A MAN who was arrested and held in a police cell died after taking an overdose of drugs which should have been taken from him, a police watchdog has found.

On 19 November 2017, Essex Police stopped a man in South Ockendon.

He was searched, then his vehicle was searched, and he was arrested for possession of Class A drugs with the intent to supply.

The man was then taken to Grays custody suite and placed in a holding cell.

A report by the Independent Office of Police Conduct stated a short time later the man became unwell.

The custody sergeant then called for a doctor and despite rapid first aid at the scene, the man was taken to hospital, where he later died. A post-mortem examination found the man had died from cocaine toxicity.

During the investigation, investigators collected CCTV, witness statements, and policies. Forensic analysis on some evidence was also conducted.

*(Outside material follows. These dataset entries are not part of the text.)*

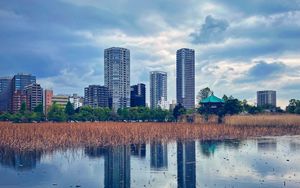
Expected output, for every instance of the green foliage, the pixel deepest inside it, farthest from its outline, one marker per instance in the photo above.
(204, 93)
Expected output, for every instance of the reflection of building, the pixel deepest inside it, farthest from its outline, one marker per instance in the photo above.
(185, 77)
(158, 88)
(186, 164)
(266, 144)
(117, 76)
(94, 152)
(138, 150)
(266, 98)
(117, 167)
(138, 95)
(158, 155)
(19, 160)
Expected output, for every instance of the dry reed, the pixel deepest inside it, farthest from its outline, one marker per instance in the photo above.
(52, 136)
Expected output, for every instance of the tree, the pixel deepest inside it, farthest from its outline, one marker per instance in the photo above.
(178, 111)
(204, 93)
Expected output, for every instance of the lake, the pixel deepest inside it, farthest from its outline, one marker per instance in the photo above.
(257, 162)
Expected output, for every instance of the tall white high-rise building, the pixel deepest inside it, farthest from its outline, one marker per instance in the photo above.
(117, 76)
(185, 77)
(158, 88)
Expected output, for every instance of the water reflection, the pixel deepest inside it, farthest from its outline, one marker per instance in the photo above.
(186, 164)
(117, 166)
(266, 144)
(159, 155)
(19, 160)
(138, 150)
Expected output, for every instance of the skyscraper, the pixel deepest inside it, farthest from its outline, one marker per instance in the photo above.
(185, 77)
(266, 98)
(34, 96)
(5, 94)
(117, 76)
(96, 96)
(138, 95)
(20, 81)
(158, 88)
(48, 94)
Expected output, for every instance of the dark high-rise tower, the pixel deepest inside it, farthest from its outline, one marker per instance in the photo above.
(117, 76)
(185, 77)
(138, 95)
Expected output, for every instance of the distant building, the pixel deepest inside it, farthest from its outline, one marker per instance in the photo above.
(76, 101)
(96, 96)
(61, 100)
(20, 81)
(138, 95)
(5, 94)
(266, 98)
(185, 77)
(34, 96)
(117, 76)
(18, 97)
(48, 94)
(158, 88)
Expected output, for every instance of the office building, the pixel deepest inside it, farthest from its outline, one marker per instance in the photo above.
(266, 98)
(76, 101)
(48, 94)
(61, 100)
(34, 96)
(117, 167)
(158, 155)
(20, 81)
(138, 95)
(5, 94)
(185, 77)
(117, 76)
(186, 164)
(96, 96)
(18, 97)
(158, 88)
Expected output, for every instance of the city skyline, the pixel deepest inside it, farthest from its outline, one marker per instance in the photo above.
(235, 53)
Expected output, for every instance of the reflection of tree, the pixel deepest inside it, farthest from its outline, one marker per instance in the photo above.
(117, 166)
(208, 147)
(266, 144)
(138, 150)
(186, 164)
(158, 155)
(94, 152)
(26, 160)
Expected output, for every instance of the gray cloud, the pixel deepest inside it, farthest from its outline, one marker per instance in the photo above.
(213, 30)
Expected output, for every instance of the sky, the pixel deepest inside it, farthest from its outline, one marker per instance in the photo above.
(240, 46)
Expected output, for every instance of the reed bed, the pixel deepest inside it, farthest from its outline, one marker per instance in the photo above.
(52, 136)
(263, 120)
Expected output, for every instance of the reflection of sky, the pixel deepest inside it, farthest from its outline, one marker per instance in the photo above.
(233, 163)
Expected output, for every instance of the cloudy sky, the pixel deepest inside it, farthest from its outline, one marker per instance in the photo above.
(241, 46)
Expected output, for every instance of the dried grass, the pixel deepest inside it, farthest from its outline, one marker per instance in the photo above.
(52, 136)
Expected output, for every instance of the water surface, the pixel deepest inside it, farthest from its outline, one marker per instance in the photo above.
(259, 162)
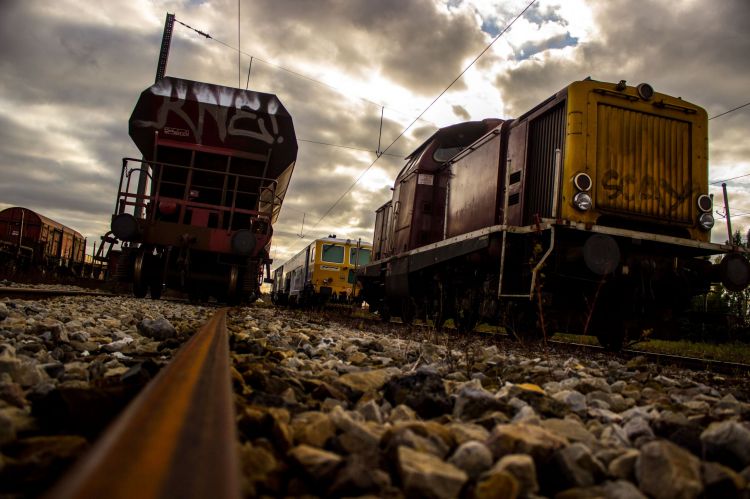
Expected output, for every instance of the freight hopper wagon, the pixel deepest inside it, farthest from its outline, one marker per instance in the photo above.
(216, 166)
(590, 212)
(324, 271)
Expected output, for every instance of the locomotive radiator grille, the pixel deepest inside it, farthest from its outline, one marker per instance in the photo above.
(546, 134)
(643, 165)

There was no CCTV footage or body-worn video footage of the search.

The investigation focused on two officers' conduct and both were interviewed under misconduct caution.

The watchdog's report added evidence indicated that drugs were recovered from the man’s car and a tin containing drugs was later found in the man’s holding cell.

Following the man’s death, a ripped plastic bag was found in his jacket pocket.

It contained traces of drugs and what appeared to be the other half of the plastic bag was found in the back of the police car that the man had been transported in.

A watchdog spokesman said: "Based on the evidence available, we were of the opinion that a reasonable tribunal, properly directed, could find, on the balance of probabilities, that one officer’s search of the man had not been thorough; that the officer’s risk assessment may have been flawed, as the man appeared to have ingested cocaine during his search and arrest; and that the officer may have failed to provide adequate care and attention to the man by leaving him unattended.

"We were of the view that there was sufficient evidence upon which a reasonable tribunal, properly directed, could find gross misconduct for the officer.

"We found no indication of misconduct for the other officer regarding their handling of evidence."

After reviewing the IOPC's report Essex Police determined the officer had a case to answer for misconduct only.

After the inquest into the man’s death had taken place, in spring 2019, Essex Police revised their determination to no case to answer for the officer.

The spokesman added: "We recommended to Essex Police that they reassess their case to answer to misconduct, which the force agreed to, after additional exchange of views.

"The officer attended a misconduct meeting in autumn 2019. At the meeting, the chair of the panel found the allegations that the officer had failed to take into consideration the potential risks and to adequately search the man to be not proven.

"The chair of the panel found the allegation that the officer had not provided the man with adequate care and attention to be proven."

The officer received a first written warning.